Por ser jornalista, era de se esperar que eu ficasse chateada com a Sophie Kinsella (que é minha colega de profissão, inclusive), porque a visão da autora sobre o ambiente do jornalismo especializado é bem cruel, sem concessões, uma crítica ácida e às vezes até meio azeda. Eu adorei, além de concordar em gênero, número e grau. Apesar de algumas estereotipagens para dar o molho ao romance, em linhas gerais, Sophie, que era jornalista de economia antes de virar escritora, dá um show de lucidez ao radiografar a relação muitas vezes ambígua entre as empresas de relações públicas (leia-se assessorias de comunicação) dos grandes bancos e grupos financeiros, com os jornalistas que deveriam, em vez de copiar releases descaradamente, ter uma visão crítica dos números e balancetes sempre favoráveis (para os bancos) e nada preocupados com os coitados dos aposentados, por exemplo, que guardam suas economias nas respeitáveis instituições.

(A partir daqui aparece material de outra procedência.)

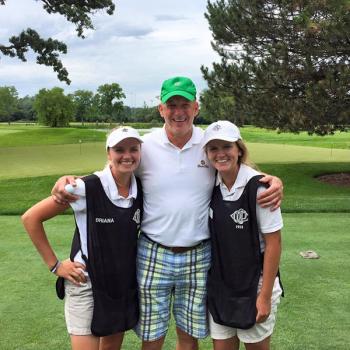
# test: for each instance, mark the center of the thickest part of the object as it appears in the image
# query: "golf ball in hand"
(69, 188)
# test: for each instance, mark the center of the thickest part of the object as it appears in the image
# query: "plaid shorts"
(165, 277)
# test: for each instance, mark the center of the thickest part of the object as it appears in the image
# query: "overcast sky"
(142, 44)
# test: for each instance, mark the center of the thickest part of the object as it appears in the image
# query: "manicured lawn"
(303, 193)
(38, 135)
(312, 316)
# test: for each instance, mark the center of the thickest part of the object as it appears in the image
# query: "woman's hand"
(72, 271)
(272, 196)
(263, 306)
(59, 193)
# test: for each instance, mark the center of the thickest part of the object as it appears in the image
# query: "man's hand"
(73, 271)
(272, 196)
(59, 193)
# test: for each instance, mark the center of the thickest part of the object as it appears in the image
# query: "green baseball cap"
(178, 86)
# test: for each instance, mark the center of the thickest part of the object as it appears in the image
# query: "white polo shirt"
(177, 186)
(111, 190)
(268, 221)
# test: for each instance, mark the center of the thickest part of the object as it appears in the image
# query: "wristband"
(55, 267)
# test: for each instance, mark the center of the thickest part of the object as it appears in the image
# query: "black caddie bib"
(112, 234)
(236, 258)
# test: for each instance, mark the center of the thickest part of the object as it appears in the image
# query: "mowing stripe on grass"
(72, 158)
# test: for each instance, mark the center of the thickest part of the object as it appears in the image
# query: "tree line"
(285, 65)
(52, 107)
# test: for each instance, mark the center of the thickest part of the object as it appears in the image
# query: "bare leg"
(112, 342)
(153, 345)
(226, 344)
(185, 341)
(84, 342)
(262, 345)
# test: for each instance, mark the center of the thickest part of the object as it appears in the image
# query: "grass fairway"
(312, 316)
(77, 158)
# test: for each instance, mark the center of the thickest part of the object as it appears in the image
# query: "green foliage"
(84, 105)
(8, 102)
(48, 50)
(285, 62)
(53, 107)
(217, 105)
(109, 101)
(25, 109)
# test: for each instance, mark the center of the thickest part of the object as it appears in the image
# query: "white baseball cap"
(121, 134)
(221, 130)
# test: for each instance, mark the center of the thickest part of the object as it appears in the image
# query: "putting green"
(76, 159)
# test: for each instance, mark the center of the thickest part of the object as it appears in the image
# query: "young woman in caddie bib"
(98, 282)
(243, 284)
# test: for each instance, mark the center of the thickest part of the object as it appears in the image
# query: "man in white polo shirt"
(174, 247)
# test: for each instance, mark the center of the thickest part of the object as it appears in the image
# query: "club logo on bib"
(104, 220)
(136, 217)
(240, 216)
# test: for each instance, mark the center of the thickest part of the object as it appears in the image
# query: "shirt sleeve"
(268, 221)
(80, 204)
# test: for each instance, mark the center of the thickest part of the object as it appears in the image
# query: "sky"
(140, 45)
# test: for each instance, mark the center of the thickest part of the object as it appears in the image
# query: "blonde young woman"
(243, 284)
(100, 277)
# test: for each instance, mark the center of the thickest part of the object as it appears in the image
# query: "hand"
(263, 306)
(59, 193)
(272, 196)
(72, 271)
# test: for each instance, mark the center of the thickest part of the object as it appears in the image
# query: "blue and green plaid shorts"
(167, 278)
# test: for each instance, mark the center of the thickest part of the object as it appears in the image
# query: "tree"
(25, 109)
(109, 100)
(84, 104)
(48, 50)
(286, 62)
(8, 102)
(217, 105)
(53, 107)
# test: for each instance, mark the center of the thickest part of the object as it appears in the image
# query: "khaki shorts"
(259, 331)
(78, 308)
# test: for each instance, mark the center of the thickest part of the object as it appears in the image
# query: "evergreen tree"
(48, 50)
(109, 101)
(285, 62)
(8, 102)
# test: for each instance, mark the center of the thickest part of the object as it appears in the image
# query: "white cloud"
(138, 47)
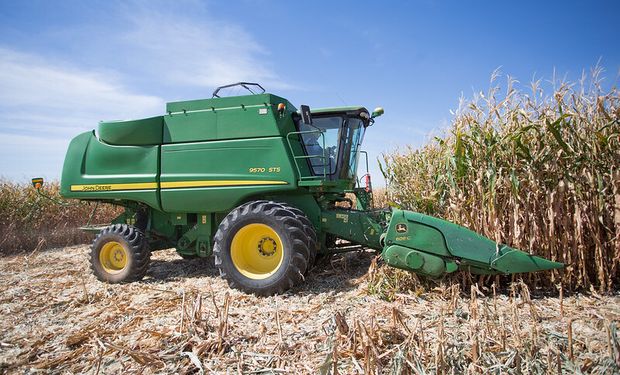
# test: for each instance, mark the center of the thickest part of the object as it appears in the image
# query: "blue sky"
(65, 65)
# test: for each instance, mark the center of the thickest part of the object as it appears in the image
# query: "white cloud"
(42, 96)
(44, 104)
(208, 53)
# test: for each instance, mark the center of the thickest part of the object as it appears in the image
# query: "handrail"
(242, 84)
(296, 157)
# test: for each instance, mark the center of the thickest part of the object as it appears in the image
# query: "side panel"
(217, 176)
(95, 170)
(141, 132)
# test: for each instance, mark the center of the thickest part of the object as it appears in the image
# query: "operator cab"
(332, 139)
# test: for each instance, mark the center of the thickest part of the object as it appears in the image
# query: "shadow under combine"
(331, 273)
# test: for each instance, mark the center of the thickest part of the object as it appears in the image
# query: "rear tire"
(120, 254)
(264, 247)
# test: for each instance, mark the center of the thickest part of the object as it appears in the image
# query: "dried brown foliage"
(538, 172)
(29, 221)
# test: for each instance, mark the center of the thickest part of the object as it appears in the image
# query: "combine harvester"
(261, 185)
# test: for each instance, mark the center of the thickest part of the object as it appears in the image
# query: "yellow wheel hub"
(256, 251)
(113, 257)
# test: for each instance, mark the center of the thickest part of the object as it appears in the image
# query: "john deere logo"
(401, 228)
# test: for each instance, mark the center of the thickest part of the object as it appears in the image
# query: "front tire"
(264, 248)
(120, 254)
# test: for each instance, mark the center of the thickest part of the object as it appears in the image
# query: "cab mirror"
(306, 117)
(37, 183)
(377, 112)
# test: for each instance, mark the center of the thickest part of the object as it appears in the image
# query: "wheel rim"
(113, 257)
(256, 251)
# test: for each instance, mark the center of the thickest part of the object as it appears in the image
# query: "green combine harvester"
(262, 186)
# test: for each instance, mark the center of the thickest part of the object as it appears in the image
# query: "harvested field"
(184, 319)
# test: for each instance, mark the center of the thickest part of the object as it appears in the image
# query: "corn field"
(533, 168)
(30, 222)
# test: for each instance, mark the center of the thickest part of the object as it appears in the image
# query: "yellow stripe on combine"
(172, 185)
(112, 187)
(186, 184)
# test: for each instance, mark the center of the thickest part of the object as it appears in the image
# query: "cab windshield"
(333, 142)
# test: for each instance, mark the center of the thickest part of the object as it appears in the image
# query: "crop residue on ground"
(184, 319)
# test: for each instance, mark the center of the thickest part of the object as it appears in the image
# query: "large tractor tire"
(264, 247)
(120, 254)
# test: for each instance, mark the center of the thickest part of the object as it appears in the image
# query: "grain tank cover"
(248, 116)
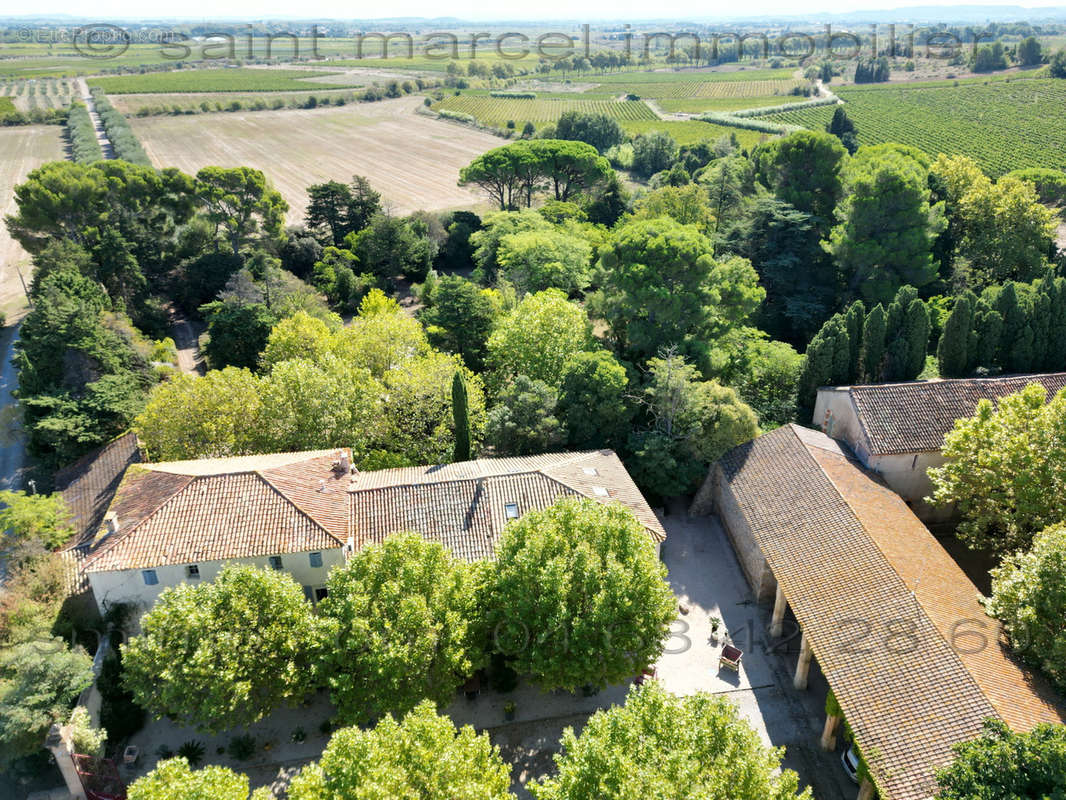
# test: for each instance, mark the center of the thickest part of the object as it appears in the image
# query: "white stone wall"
(906, 475)
(750, 558)
(128, 586)
(835, 416)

A troca de gentilezas, presentinhos, jabás e que tais também estão nas páginas dessa despretensiosa comédia romântica que no fim das contas, merece ser bem mais levada a sério do que é de fato. Sabemos, e não posso ser ingênua, que assim como em qualquer profissão, há os bons e os maus jornalistas. E que, do repórter ao dono da empresa de comunicação, os graus de honestidade ou corrupção têm mais variáveis que uma equação do segundo grau.
A vida caótica de Becky Bloom, seja às voltas para driblar o gerente do banco e não pagar as próprias contas (mais por imaturidade do que por desonestidade) ou para conquistar o homem dos sonhos, é o pano de fundo onde Sophie deita e rola divertindo-se tanto com as agruras e as ingenuidades (oooh como são bobinhas) das mulheres modernas, quanto para destilar sua crítica contra uma imprensa comprometida com as corporações e não com o cidadão comum, que é, em tese ao menos, o real motivo da existência da imprensa “livre”.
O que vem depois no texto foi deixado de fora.